Finally, to improve load balance, the gridding task is partitioned evenly between the GPU and CPU. A bin depth is determined that achieves the optimal balance between CPU and GPU execution, and all of the elements that exceed this bin depth are offloaded to the CPU when performing binning. Since kernel execution on the GPU is asynchronous to the CPU, the optimal bin depth is defined as that which results in equal execution time on the GPU and CPU. Figure 3 compares regular binning, compact binning and the execution model for the partitioned compact bins.

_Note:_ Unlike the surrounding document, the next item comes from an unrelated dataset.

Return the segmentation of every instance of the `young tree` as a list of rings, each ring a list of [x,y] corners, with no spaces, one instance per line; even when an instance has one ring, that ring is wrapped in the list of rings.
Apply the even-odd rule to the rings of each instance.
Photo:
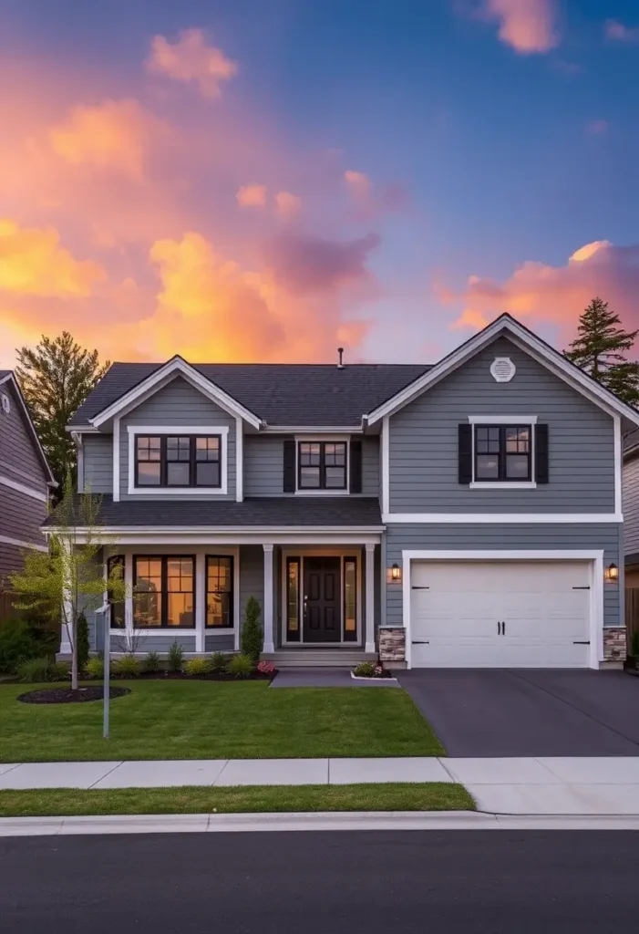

4. Experimental results and discussions

This work uses the NVIDIA Tesla M2070 GPU as the hardware target for its advanced MRI reconstruction study. The Tesla M2070 is an example of a Fermi based graphics card, which consists of 448 CUDA cores, with groups of 32 CUDA cores being organized into 14 Stream Multiprocessors (SM). Running at 1.15 GHz, the Tesla M2050 GPU coprocessor is rated at 1288 GFLOPS of peak theoretical performance (single precision).

4.1. Diffusion Weighted Imaging as an Enabled Application

High resolution 3D diffusion weighted imaging (DWI) is a technique that requires significant computational power in order to reconstruct images. In addition to large image sizes, high resolution images also typically are acquired using multiple receiver coils, requiring parallel imaging, and using long readouts, making field inhomogeneity correction desirable. Additionally, multi-shot diffusion imaging is subject to errors from subject motion during diffusion encoding. These motion induced phase errors result in random shifts of the k-space trajectories and random offset phase in the data [40, 41]. Correcting for these errors results in k-space trajectories that are shifted for each shot and are unique to each acquisition. A stack-of-spirals 3D acquisition would normally allow for separate FFT in the slice direction prior to 2D processing of each slice. However, with the motion-induced phase errors in diffusion imaging, each shot of the stack of spirals acquisition is randomly shifted resulting in a truly 3D trajectory, requiring a 3D reconstruction. The motion-induced phase errors are estimated by collecting navigator data associated with each line of k-space through an additional echo in the acquisition, see [41] for details on the sequence, navigation, and estimation of k-space shifts from the navigator.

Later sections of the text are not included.